You sorted by single core performance, then compared multi core performance. Sort by multi core performance, and you will see that the i9-11900K is nowhere near the top spot.
For example, the Ryzen 9 5950X has single/multi core scores of 1,688/16,645 - which is higher in multi core score than the M1 Max, but lower in the single core.
Interestingly, the iPhone's A15 SOC did get a newer version of Apple's big core this year.
>On an adjacent note, with a score of 7.28 in the integer suite, Apple’s A15 P-core is on equal footing with AMD’s Zen3-based Ryzen 5950X with a score of 7.29, and ahead of M1 with a score of 6.66.
Which is still not that much higher. Of the "consumer" CPUs only 5900X and 5950X score higher. And their stress power draw is about 2X of speculated M1 Max's.
That's maybe not a bad way to sort? Most of the time I'm interacting with a computer I'm waiting for some single thread to respond, so I want to maximize that, then look over a column to see if it will be adequate for bulk compute tasks as well.
Perhaps they were referencing the highest 8C chip. Certainly, a 5950X is faster, but it also has double the number of cores (counting only performance on the M1; I don't know if the 2 efficiency cores do anything on the multi-core benchmark). Not to mention the power consumption differences - one is in a laptop and the other is a desktop CPU.
Looking at a 1783/12693 on an 8-core CPU shows about a 10% scaling penalty from 1 to 8 cores - suppose a 32-core M1 came out for the Mac Pro that could scale only at 50% per core, that would still score over 28000, compared to the real-world top scorer, the 64-core 3990X scoring 25271.
The A15 efficiency cores will be in the next model. They are A76-level performance (flagship-level for Android from 2019-2020), but use only a tiny bit more power than the current efficiency cores.
At that point, their E-cores will have something like 80% the performance of a Zen 1 core. Zen 1 might not be the new hotness, but lots of people are perfectly fine with their Threadripper 1950X which Apple could almost match with 16 E-cores and only around 8 watts of peak power.
I suspect we'll see Apple joining ARM in three-tiered CPUs shortly. Adding a couple in-order cores just for tiny system processes that wake periodically, but don't actually do much just makes a ton of sense.
The single core is second to Intel's best but the multicore is well below in the scale, comparable to Intel Xeon W-2191B or Intel Core i9-10920X, which are 18 and 12 core beasts with TDP of up to 165W.

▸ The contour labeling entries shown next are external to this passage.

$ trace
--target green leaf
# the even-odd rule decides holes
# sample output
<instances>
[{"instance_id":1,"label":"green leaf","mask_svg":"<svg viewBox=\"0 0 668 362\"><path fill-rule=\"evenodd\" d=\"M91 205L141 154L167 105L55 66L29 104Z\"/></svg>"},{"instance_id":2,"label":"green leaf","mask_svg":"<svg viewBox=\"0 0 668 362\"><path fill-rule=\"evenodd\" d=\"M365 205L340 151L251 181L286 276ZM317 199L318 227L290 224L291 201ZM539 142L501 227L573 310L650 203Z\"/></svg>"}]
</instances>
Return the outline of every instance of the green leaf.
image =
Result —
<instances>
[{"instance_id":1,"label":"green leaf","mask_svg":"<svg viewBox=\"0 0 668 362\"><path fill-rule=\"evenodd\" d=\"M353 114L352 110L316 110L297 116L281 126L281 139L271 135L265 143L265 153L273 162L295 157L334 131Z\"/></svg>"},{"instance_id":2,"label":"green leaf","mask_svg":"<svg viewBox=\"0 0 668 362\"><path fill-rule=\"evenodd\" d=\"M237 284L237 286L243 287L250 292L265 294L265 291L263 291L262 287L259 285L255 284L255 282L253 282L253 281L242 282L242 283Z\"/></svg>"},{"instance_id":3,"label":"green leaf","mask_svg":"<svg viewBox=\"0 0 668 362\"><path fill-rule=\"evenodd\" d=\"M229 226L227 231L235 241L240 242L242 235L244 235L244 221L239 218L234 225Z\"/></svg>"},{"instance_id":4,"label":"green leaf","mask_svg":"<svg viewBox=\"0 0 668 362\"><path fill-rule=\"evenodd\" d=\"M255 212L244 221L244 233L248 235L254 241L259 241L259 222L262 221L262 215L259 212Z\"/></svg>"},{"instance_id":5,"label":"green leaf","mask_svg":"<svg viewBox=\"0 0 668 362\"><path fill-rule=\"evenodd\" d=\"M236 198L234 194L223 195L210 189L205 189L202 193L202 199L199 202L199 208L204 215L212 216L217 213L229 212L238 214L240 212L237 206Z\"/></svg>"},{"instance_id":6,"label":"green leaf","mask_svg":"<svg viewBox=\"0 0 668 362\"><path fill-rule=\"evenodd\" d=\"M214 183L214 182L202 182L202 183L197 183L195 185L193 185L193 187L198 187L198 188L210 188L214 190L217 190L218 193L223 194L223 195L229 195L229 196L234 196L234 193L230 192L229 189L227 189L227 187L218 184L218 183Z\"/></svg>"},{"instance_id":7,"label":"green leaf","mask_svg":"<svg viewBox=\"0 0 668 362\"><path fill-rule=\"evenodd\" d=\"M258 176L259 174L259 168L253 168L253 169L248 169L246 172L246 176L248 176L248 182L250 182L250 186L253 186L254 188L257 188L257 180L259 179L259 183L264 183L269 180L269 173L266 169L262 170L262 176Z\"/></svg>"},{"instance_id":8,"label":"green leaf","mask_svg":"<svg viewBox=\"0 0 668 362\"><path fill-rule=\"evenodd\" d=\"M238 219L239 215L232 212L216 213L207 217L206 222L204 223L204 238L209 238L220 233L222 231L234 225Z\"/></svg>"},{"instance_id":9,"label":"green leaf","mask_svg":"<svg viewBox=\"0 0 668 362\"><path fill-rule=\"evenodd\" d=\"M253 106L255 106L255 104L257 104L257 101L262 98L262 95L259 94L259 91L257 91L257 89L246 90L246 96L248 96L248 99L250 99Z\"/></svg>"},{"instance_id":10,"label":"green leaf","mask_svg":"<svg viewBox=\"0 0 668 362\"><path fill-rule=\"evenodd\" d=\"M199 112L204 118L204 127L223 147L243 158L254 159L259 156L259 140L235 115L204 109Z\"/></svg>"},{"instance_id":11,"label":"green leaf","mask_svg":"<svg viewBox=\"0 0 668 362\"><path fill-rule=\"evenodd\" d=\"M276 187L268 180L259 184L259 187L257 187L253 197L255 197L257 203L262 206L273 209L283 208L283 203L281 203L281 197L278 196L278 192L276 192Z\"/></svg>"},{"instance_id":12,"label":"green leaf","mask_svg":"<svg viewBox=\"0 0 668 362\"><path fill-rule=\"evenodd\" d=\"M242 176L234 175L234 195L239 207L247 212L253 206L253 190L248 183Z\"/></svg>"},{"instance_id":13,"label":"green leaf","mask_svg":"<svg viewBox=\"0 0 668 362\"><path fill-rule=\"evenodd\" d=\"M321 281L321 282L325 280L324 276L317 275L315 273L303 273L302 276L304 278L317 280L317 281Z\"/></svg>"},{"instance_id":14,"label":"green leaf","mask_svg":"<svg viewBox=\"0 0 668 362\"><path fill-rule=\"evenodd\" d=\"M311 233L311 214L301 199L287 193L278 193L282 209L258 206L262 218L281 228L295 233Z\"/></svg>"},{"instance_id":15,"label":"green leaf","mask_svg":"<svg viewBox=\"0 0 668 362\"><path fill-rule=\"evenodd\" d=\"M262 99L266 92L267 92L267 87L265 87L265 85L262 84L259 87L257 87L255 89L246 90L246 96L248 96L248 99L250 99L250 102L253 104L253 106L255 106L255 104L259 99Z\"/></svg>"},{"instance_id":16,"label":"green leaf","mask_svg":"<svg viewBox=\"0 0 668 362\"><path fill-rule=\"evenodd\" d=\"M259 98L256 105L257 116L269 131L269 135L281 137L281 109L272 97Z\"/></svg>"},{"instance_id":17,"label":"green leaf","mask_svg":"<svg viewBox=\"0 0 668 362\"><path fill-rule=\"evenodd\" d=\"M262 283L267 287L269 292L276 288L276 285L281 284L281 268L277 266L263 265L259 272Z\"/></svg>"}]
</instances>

Which means, at least for Geekbench, Apple M1 Max has a power comparable to a very powerful desktop workstation. But if you need the absolute best of the best on multicore you can get double the performance with AMD Ryzen Threadripper 3990X at 280W TDP!
Can you imagine if Apple released some beast with similar TDP? 300W Apple M1 Unleashed, the trashcan design re-imagined, with 10X power of M1 Max if can preserve similar performance per watt. That would be 5X over the best of the best.
If Apple made an iMac Pro with similar TDP to the Intel one, and keeps the performance per watt, that would mean multicore score of about 60K, which is twice of the best processor there is in the X86 World.
I suspect, these scores don't tell the full story since the Apple SoC has specialised units for processing certain kind of data and they have direct access to the data in the memory and as a result it could be unmatched by anything but at the same time it can be comically slow for some other type of processes where X86 shines.
John Siracusa had a diagram linked here that shows the die for M1 Max, and says the ultimate desktop version is basically 4 M1 Max packages. If true, that’s a 40 core CPU 128 core GPU beast, and then we can compare to the desktop 280W Ryzens.
Interestingly, the M1 Max is only a 10 core (of which only 8 are high performance). I wonder what it will look like when it’s a 20-core, or even a 64-core like the Threadripper. Imagine a 64-core M1 on an iMac or Mac Pro.
Bloomberg's Gurman certainly has shown that he has reliable sources inside Apple over the years.
>Codenamed Jade 2C-Die and Jade 4C-Die, a redesigned Mac Pro is planned to come in 20 or 40 computing core variations, made up of 16 high-performance or 32 high-performance cores and four or eight high-efficiency cores. The chips would also include either 64 core or 128 core options for graphics.
P.S.
General rant: WTF Intel. I'm really glad there is a decoder ring but does it really have to be that hard? Is there really a need for 14 suffixes? For example, option T, power-optimized lifestyle. Is it really different from option U, mobile power efficient?
Per core performance is the most interesting metric.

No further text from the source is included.